“Verirsem azalır diye mi korkuyorsun?”
Adam olsaydık içimizde bir tek yoksul bile olmayabilirdi. Sistem bozukmuş, gelir dağılımı adaletsizmiş, sosyal devlet aslında sosyal-mosyal değilmiş, bilmem neymiş de bilmem neymiş, o yüzden bu kadar yoksul varmış; hikâye! Kendi sorumsuzluğumuza toz konduramadığımız için bütün sorumluluğu devlete yükleyip, olmayan vicdanımızı rahatlatıyoruz.
Devlet devlettir, insan değildir. Suçu-günahı olsa ne yazar? Din Günü'nde devletler mi hesaba çekilecek?
“Ama efendim, devleti insanlar yönetiyor; devletin suçlu olduğunu söylerken onu yöneten insanları kastediyoruz.” Öyleyse, devleti yönetenlerin insanlığına karşı bizim insanlığımız! Hodri meydan!
Ailemizdeki yoksula, sokağımızdaki yoksula, arkadaş çevremizdeki yoksula adam gibi sahip çıkıyor muyuz? Adam gibi sahip çıksak, o yoksulun yoksulluğu devam eder mi? Eline ayda-yılda üç-beş kuruş sıkıştırmaktan bahsetmiyorum. Olağanüstü bir toplantı düzenleyip “Bu kardeşimizin, bu akrabamızın, bu komşumuzun, bu arkadaşımızın durumunu düzeltelim. İş mi bulacağız, aramızda para toplayıp iş kurması için sermaye mi vereceğiz, doğru dürüst bir maaş mı bağlayacağız, hemen karar alalım ve aldığımız kararı hemen uygulamaya koyalım. Yoksa Peygamber Efendimizin (sallallahu aleyhi vesellem) 'Bizden değildir' diye andığı tiplerden oluruz” deyip, yanı başımızdaki yoksulun çilesine anlı-şanlı bir nokta koymaktan bahsediyorum. Bunu yapmamızı devlet mi engelliyor?

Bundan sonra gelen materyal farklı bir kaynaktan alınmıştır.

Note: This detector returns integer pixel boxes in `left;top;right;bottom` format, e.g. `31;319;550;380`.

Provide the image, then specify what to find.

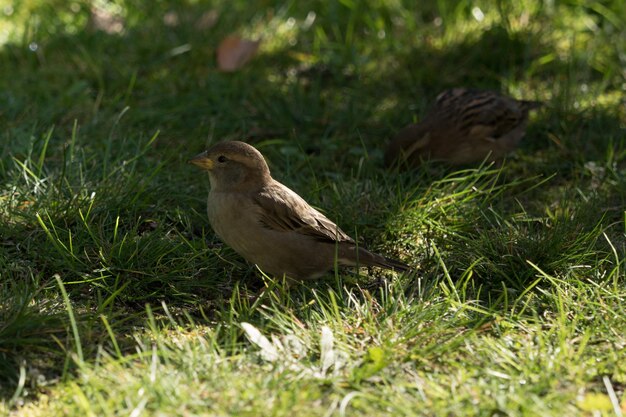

Her aile, her apartman, her arkadaş çevresi, her cami cemaati, her mahalle kendi yoksullarına örgütlü bir şekilde sahip çıksa, onlarla doğru dürüst ilgilense, onları kalkındırsa, devletin sosyal adaletsizliği filan vız gelip tırs gitmez mi? İşine yarayacak bürokratlara veya siyasetçilere lüks bir lokantada yemek verirken 10 yoksul aileyi bir ay boyunca doyuracak miktarda parayı gözünü kırpmadan gözden çıkaran ve yemek boyunca neşeli kahkahalar atan, ama bir yoksula üç kuruşluk yardımda bulunması istenince fevkalade ince eleyip sık dokuyan ve bu arada suratını fena halde asan milyoner veya milyarder işadamlarının vicdansızlığı da vız gelip ters gider. Orta halli veya orta halden hallice vatandaşların -iyi örgütlenerek- altından kalkabileceği bir iştir sözünü ettiğim.
Biz bir vakıf medeniyetinin çocuklarıyız ve bu medeniyetin emarelerini hâlâ taşıyoruz; bir kazadan sağ salim kurtulduğumuz zaman “Verilmiş sadakamız varmış” dediğimize göre, kendimizi ancak başkalarına yardım ederek kurtarabileceğimize inanmaya devam ediyoruz; lakin sonuç almaya, meseleyi halletmeye, olayı bitirmeye dönük yardımlaşma anlayışından çok uzaklaştığımız, yardımı iyice sembolik hale getirdiğimiz de bir gerçek. Çoğumuz, sadra şifa olacak bir yardıma gücümüz yetse bile sadra şifa olmayacak bir yardımla yetinebiliyoruz; yaptığımız yardımın sadra şifa olup olmayacağını önemsemiyoruz; sadece vicdanımızı rahatlatma amacı güderek vicdansızlık ediyoruz.
Mustafa İslamoğlu Hoca'nın nefis bir sözü var: “Verirsem azalır diye mi korkuyorsun? Öyleyse sen Allah'ı tanımıyorsun.”